Fluorescence Minus One (FMO) controls are samples stained with all the fluorophores in your panel, minus one of them. They are used to set the upper boundary for background signal on the omitted label, and thus to identify and gate positive populations in multicolor experiments. FMOs are crucial when the positives are not clearly separated from the negatives due to low or variable expression level (population is dim or a smear). It is generally recommended to include FMOs for each marker when testing and optimizing a new multicolor antibody panel. Once the panel is properly validated, some of the FMOs might be dropped and only those for difficult-to-gate populations are subsequently run with each batch of fully stained samples.
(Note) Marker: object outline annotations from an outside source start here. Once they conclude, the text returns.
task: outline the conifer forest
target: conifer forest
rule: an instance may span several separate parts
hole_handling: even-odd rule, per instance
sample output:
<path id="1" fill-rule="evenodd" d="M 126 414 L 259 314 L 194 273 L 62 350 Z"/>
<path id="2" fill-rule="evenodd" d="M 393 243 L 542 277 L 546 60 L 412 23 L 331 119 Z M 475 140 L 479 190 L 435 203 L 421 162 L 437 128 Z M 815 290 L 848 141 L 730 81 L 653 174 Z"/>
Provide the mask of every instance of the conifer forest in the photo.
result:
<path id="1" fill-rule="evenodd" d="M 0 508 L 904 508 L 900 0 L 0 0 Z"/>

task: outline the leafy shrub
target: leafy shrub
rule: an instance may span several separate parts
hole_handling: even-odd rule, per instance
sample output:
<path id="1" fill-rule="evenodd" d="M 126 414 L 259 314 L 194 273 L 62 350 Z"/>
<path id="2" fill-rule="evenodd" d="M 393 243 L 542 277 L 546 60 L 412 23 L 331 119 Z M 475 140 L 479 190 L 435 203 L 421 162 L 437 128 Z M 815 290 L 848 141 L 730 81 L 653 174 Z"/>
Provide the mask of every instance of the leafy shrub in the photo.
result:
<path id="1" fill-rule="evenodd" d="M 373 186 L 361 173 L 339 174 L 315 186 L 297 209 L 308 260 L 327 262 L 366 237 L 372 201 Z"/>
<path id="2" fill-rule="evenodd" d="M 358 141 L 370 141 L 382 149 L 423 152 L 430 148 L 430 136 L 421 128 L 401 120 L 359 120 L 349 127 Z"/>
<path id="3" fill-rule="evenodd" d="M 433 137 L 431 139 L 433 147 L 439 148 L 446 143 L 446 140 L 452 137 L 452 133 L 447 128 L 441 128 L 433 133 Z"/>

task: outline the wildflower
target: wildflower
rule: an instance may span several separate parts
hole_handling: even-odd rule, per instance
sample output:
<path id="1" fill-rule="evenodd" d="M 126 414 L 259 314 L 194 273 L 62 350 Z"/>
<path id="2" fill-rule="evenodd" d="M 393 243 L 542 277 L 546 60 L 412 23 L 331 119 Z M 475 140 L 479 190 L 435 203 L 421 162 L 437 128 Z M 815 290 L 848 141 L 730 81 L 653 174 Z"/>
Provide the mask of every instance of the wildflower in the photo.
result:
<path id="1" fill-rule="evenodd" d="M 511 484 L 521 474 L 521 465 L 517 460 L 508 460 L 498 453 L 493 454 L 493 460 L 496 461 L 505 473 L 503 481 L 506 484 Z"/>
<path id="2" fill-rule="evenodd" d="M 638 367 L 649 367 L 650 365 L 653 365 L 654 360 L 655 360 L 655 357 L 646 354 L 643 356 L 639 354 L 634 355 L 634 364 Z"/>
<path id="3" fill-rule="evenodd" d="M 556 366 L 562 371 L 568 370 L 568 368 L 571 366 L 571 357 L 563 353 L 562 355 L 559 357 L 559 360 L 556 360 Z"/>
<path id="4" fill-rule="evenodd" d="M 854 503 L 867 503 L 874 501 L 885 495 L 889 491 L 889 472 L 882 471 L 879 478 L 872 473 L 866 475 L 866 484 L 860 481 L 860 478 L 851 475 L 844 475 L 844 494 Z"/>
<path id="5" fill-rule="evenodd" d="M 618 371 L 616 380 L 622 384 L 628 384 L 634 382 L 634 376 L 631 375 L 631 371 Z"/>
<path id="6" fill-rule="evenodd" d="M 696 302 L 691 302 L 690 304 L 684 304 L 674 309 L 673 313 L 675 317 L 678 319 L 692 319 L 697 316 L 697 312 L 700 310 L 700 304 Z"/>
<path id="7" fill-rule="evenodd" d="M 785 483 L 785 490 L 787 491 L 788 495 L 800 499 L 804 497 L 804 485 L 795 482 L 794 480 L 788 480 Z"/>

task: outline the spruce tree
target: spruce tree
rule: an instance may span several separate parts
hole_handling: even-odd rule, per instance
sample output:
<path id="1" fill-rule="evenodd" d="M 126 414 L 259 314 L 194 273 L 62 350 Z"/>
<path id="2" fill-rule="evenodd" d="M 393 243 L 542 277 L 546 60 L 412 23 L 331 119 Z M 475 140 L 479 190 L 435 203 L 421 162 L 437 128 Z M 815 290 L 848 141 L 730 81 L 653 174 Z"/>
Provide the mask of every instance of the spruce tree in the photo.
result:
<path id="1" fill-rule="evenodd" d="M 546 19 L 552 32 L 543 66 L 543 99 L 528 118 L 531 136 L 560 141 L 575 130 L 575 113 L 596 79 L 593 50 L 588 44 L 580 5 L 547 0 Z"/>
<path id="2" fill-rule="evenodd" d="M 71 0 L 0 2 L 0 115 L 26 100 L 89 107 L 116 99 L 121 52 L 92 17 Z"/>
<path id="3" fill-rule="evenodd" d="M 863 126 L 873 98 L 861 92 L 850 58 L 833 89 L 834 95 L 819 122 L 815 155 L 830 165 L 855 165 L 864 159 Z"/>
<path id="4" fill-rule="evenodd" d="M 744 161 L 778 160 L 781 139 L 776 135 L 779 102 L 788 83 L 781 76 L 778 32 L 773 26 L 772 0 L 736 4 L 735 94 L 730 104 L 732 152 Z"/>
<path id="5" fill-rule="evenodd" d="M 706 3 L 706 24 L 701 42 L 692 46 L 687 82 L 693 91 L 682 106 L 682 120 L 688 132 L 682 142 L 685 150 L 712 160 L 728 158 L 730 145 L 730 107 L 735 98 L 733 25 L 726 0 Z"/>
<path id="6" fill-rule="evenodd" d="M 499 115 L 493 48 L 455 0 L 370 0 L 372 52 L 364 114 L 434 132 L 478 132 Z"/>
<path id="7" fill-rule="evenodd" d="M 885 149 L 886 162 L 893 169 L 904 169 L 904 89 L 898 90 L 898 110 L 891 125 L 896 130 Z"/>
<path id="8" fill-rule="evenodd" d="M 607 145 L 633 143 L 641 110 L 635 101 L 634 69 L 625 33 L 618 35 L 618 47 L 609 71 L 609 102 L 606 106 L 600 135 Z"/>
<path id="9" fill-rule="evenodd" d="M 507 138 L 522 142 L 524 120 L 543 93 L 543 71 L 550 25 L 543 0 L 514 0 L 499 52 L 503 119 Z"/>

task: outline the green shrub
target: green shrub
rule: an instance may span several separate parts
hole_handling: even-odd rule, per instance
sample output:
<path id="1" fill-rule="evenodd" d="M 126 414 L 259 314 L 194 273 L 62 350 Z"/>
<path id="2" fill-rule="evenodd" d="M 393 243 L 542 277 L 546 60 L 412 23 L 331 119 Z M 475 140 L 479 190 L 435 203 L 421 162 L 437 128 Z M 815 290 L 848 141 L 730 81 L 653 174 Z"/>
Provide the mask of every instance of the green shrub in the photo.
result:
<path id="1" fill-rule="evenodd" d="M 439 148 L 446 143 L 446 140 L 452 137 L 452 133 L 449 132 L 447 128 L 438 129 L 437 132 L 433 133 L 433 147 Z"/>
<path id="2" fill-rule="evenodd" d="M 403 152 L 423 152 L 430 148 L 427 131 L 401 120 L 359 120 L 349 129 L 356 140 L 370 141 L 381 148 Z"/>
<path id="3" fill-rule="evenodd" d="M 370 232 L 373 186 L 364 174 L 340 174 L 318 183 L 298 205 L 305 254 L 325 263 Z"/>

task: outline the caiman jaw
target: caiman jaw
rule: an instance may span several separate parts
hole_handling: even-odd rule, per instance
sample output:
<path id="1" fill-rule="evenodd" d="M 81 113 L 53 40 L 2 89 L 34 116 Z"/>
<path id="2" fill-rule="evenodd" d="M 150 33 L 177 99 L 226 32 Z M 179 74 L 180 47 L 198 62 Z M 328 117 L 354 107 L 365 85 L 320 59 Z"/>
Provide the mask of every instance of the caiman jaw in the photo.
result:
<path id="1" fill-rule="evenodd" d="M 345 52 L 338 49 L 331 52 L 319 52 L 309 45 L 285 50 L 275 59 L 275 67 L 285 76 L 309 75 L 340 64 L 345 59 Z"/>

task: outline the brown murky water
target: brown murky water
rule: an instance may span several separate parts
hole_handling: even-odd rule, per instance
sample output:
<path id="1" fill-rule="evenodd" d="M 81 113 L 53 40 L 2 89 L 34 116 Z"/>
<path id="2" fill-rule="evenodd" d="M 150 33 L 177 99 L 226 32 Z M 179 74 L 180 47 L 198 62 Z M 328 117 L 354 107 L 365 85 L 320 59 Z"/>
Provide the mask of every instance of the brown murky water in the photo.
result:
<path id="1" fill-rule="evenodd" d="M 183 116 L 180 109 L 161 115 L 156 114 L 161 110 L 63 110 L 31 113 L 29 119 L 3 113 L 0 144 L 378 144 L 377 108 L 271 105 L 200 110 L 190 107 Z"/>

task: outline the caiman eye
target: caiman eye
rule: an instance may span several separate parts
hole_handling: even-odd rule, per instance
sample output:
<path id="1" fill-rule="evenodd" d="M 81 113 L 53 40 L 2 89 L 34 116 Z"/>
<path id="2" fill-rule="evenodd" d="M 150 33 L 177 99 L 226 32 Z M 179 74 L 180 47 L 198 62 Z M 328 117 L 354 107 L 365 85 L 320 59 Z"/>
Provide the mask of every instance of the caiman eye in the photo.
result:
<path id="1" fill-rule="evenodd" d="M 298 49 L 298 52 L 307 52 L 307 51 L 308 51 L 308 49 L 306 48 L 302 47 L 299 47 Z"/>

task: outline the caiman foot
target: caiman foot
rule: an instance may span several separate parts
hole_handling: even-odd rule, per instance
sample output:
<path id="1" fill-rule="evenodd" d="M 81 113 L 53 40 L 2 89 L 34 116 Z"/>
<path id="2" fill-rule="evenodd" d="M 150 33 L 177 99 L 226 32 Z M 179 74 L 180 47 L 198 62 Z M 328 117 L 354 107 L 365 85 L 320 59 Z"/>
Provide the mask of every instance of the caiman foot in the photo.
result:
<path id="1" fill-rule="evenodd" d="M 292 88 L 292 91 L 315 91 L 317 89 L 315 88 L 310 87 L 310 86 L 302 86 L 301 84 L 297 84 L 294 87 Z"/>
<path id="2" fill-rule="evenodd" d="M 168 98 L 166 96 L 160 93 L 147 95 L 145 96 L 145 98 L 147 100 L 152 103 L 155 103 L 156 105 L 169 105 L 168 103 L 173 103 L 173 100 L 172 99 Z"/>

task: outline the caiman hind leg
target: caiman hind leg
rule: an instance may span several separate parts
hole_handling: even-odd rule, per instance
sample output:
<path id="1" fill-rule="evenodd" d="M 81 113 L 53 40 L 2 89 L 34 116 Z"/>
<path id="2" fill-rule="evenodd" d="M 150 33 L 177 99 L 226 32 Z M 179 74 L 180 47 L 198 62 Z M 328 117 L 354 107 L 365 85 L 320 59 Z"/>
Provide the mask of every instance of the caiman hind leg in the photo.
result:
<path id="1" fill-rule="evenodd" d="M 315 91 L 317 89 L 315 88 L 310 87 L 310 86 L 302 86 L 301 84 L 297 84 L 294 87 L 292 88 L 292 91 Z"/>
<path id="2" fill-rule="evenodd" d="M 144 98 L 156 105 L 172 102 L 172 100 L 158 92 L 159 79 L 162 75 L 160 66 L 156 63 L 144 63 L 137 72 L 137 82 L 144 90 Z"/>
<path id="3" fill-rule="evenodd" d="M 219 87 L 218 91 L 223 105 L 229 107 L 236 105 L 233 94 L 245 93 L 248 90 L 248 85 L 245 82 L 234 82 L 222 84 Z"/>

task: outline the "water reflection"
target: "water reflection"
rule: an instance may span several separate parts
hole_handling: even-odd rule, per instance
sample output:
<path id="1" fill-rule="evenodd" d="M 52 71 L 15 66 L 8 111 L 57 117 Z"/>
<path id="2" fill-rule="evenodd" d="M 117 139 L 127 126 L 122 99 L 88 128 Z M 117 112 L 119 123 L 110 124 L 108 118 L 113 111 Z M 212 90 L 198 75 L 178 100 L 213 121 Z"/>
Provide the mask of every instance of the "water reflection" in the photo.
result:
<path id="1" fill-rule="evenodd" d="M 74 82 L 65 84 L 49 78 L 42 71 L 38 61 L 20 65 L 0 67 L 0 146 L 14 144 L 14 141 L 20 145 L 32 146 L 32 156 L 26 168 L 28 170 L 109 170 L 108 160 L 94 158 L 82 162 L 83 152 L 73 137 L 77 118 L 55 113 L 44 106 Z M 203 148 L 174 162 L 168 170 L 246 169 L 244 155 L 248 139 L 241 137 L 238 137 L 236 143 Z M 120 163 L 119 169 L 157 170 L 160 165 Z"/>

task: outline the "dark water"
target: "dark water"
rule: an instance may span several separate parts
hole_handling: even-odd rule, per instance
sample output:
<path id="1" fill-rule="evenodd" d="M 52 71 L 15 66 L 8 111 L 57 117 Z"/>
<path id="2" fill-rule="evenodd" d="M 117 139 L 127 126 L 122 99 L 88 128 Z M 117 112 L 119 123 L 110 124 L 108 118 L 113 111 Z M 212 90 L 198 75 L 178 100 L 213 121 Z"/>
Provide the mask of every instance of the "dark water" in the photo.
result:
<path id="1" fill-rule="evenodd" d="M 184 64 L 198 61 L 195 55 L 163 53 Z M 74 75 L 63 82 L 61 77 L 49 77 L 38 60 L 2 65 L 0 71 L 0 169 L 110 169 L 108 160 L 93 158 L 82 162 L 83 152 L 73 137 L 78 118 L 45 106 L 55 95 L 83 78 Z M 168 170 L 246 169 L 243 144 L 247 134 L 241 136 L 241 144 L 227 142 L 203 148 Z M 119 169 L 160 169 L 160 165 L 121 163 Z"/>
FMOs are more accurate gating controls than unstained or single stained samples because they take into account the widening of negative populations due to spillover spread (see compensation controls). FMOs do not, however, control for unspecific antibody binding (see Fc block and Ab titration) or non-negligible basal expression level (see biological controls). Importantly, FMO controls are affected by both the autofluorescence and the secondary marker expression levels in the cells and therefore need to be same type of cells than the experimental samples and cannot be substituted by e.g. beads or an irrelevant cell line.
Fig. 1. PE negative populations show increased data spread in multicolor panel and require an FMO control for accurate gating of positive populations.